Er hustete erneut, offenbar beschämt über seine Informantin.

Kapitel 35

Nachdem er aufgelegt hatte, schwieg Cen Sen eine Weile.

In diesem Moment kam Zhou Jiaheng herüber, um einige Dokumente zu übergeben. Cen Sen hielt plötzlich inne, blickte auf und fragte: „Wenn ein Mann die Beiträge einer Frau in den sozialen Medien liked und ihr Komplimente für ihre Fotos macht, heißt das dann, dass er sie umwirbt?“

Zhou Jiaheng war völlig in seine Arbeit vertieft, und als ihm diese Frage plötzlich gestellt wurde, reagierte er mehrere Sekunden lang nicht.

Nachdem ihm klar wurde, was vor sich ging, fragte er sich: Spielte Präsident Cen auf etwas an oder deutete er etwas an? Oder gab es in ihrer Beziehung ein heikles Problem, das es erforderte, dass er als Assistent es verstand und die Initiative ergriff, ihm zu helfen?

In nur etwas mehr als zehn Sekunden hatte Zhou Jiaheng bereits eine passende Antwort parat.

Doch Cen Sen schien zu merken, dass er ihn missverstanden hatte, also schaute er schnell weg und sagte, bevor er etwas sagen konnte: „Mach dir nicht so viele Gedanken, ich habe doch nur gefragt.“

"..."

Ich habe zu viel darüber nachgedacht.

Cen Sen: "Sie können jetzt rausgehen."

Zhou Jiaheng hielt einen Moment inne, nickte leicht und wandte sich zum Gehen, doch er fühlte sich ungewöhnlich verwirrt und unwohl.
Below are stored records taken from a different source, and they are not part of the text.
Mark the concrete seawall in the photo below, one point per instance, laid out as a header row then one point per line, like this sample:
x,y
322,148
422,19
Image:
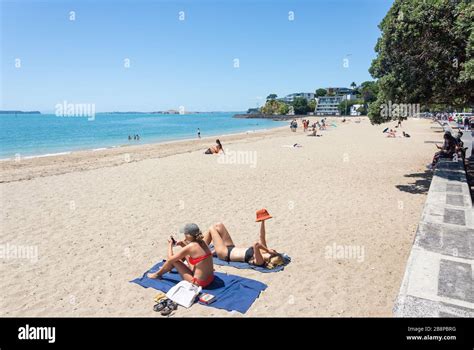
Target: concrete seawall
x,y
438,280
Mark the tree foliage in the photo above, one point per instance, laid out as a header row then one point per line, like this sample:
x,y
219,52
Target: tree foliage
x,y
425,55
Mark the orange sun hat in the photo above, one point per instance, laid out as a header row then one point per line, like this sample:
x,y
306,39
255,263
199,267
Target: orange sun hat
x,y
262,215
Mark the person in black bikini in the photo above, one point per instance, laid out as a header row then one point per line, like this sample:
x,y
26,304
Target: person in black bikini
x,y
215,149
258,254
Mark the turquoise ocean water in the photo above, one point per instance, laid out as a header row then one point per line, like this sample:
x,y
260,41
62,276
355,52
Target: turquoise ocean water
x,y
40,134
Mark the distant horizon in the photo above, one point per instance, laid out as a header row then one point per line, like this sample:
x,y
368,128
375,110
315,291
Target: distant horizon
x,y
205,56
Er hatte Cen Sen viele Jahre lang begleitet und kannte dessen Temperament sehr gut. Er konnte stets verstehen, was Cen Sen dachte oder tat, und angemessen darauf reagieren.
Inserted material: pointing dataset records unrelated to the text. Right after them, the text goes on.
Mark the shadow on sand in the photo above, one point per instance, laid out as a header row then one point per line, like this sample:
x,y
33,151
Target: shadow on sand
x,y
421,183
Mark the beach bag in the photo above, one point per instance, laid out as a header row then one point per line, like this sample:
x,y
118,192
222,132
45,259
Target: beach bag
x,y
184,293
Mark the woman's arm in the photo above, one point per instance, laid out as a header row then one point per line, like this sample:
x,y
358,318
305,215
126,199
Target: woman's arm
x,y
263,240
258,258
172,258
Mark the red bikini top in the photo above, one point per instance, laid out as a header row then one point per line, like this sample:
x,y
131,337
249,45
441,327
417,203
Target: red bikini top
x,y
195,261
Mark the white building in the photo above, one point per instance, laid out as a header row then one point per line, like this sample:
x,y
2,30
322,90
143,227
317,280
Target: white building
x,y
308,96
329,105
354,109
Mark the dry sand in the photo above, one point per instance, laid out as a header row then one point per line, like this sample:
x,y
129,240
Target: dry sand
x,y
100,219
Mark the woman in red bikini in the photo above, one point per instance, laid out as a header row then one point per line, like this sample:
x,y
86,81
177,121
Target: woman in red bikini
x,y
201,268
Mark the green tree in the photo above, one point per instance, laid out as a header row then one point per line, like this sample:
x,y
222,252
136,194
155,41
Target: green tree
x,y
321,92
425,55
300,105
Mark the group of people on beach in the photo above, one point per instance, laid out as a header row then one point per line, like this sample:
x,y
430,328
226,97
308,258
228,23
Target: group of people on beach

Allerdings sprach Cen Sen nur selten über persönliche Angelegenheiten, und seine heutige Haltung war ihm selbst etwas rätselhaft.

Nicht nur Zhou Jiaheng konnte es nicht herausfinden, sondern auch Cen Sen selbst hatte es nicht ganz verstanden.
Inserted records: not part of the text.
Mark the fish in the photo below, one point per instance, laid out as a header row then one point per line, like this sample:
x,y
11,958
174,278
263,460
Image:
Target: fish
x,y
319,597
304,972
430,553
Es war still im Büro. Er nahm seine Brille ab, lehnte sich zurück und rieb sich unbewusst den Brauenknochen.

In Liebesdingen war er schon immer gleichgültig. Er scheint Frauen nicht besonders zu verstehen und hegt keine ausgeprägten Gefühle der Zuneigung oder Abneigung gegenüber seinen Partnerinnen. Höchstens bewundert er sie.

Ji Mingshu hatte seit seinen Studententagen viele Schwächen, die er selbst nicht zu schätzen weiß.